On the other hand, the cash you and I have sitting in non-interest paying bank accounts like your current account, gets transferred to the RBZ each night where the RBNZ earns high interest on it.
One lesson for you and me - put your money into term deposits and don't let it sit in cash accounts!
Not sure I believe that. Look at the total loan portfolios and the interest income from them v the amount held in term deposits. I'm pretty sure you'd find a significant discrepancy between the two totals in favour of the banks. If they paid at least the OCR in non-term deposits then you be closer to the truth. Fundamentally i simply don't believe the banks can be trusted.
Not sure how completely wasted money in higher mortgage rates actual "Helps" the economy. This is 100% wasted money as it has zero productivity. It appears the RBNZ needs to treat everyone like a 5 year old standing in the chocolate isle in the supermarket, it steals your pocket money so you cannot buy that bar of chocolate. I guess 5 year olds don't buy houses however and when you give adults cheap money in this country all they do is rush out and buy another house.
It's interesting you say that money sitting around is wasted money. I'm of the opinion that people are losing their trust in money as a store of value. People only see it now as a means of exchange, not as a store of value. I think it's what's causing the current market volatility and asset bubbles. And inflation.

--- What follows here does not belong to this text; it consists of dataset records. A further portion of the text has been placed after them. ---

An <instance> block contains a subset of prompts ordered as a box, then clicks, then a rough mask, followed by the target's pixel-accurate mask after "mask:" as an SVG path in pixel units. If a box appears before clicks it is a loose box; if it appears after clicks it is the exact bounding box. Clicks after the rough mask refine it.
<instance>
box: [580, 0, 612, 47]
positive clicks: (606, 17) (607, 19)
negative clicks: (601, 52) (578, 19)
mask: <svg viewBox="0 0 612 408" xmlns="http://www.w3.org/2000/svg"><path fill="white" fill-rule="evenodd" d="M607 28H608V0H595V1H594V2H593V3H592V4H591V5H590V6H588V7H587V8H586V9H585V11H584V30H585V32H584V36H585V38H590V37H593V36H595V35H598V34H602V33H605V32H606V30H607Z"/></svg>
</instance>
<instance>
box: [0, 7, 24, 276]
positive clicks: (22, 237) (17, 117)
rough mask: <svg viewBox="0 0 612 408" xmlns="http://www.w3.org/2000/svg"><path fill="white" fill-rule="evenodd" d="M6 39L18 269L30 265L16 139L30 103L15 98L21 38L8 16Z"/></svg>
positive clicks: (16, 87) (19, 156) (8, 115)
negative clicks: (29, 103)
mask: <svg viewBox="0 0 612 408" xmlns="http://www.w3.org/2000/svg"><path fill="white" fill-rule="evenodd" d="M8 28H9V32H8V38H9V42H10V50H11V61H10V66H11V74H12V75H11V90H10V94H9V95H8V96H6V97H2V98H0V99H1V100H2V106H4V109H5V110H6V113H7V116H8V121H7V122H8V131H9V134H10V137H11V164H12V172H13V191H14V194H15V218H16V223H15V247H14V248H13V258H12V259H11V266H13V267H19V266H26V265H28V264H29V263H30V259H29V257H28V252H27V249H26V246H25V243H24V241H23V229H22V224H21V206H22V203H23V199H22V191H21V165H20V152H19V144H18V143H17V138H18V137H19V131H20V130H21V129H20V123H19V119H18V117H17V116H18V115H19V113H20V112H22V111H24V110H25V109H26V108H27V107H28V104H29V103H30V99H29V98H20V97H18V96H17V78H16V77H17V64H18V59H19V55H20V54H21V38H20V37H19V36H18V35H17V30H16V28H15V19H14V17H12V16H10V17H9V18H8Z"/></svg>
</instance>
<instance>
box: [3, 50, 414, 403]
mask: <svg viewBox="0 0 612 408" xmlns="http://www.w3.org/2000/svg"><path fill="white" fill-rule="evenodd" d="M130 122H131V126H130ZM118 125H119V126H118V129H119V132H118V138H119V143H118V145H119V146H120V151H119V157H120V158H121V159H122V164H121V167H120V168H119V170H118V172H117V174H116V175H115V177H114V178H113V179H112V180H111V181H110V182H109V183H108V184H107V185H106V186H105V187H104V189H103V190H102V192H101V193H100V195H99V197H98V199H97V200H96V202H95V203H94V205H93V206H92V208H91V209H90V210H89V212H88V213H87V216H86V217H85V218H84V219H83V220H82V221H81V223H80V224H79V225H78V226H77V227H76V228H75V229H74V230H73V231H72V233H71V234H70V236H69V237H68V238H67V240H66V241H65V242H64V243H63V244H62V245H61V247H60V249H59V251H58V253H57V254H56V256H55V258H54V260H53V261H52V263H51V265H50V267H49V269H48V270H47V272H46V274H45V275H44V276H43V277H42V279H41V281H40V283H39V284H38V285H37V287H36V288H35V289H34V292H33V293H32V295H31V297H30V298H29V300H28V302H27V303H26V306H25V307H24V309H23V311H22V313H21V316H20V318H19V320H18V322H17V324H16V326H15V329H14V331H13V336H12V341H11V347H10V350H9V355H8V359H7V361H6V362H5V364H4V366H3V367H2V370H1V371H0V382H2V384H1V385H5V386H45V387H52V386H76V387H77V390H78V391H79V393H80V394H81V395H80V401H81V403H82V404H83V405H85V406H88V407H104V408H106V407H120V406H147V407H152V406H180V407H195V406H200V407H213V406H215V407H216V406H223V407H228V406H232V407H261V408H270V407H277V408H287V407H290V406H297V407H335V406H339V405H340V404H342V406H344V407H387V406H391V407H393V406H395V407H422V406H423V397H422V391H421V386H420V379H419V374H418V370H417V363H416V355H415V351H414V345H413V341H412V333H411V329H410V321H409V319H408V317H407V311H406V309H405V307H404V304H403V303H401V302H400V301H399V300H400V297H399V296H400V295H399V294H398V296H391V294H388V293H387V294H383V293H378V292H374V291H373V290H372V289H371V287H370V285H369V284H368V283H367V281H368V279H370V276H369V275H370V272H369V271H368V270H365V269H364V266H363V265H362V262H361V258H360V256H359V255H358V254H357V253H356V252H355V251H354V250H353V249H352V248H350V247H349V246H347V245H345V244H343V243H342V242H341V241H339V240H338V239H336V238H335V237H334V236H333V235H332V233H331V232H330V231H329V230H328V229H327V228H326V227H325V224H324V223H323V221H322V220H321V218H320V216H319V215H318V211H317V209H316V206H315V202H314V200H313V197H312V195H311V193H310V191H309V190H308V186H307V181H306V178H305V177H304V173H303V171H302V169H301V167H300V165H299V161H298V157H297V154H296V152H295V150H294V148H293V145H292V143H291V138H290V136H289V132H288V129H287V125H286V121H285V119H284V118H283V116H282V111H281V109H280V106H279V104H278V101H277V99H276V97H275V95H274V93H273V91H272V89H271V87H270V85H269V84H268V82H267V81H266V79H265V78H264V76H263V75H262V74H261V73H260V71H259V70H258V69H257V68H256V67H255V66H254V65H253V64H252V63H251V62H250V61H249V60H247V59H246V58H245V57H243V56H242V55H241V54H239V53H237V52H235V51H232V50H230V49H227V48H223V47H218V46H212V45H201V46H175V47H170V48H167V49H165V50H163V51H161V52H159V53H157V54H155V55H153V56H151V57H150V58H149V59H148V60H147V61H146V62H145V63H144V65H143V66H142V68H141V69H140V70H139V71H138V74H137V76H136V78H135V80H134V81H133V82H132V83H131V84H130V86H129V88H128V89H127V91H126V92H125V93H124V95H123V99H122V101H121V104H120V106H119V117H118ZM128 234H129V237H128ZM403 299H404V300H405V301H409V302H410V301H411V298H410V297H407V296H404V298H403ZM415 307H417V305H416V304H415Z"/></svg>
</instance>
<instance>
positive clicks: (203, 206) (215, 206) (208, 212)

Quite surprised you're surprised by this.
Now you see why many of us are furious at the RBNZ? They should never have been raising rates in 0.25% increments over such a long period. It literally encouraged spending and inflationary spending at that.
Instead it should have been, "Right. Covid shock is over. Back to some degree of normality. The OCR will be 4.5% to stifle demand while global supply chains sort themselves out."
Sure, there would have been some howls from money markets. But, quite frankly, they had to way too good through covid.
The obvious issue is that mortgagees will never see their money again whereas the term depositors will see theirs and them some.
Or put bluntly - another massive transferal of wealth. The RBNZ has much to answer for. More so given how slow they've been to instigate more effective inflation fighting tools when the seriously inequitable effects of the OCR are well known.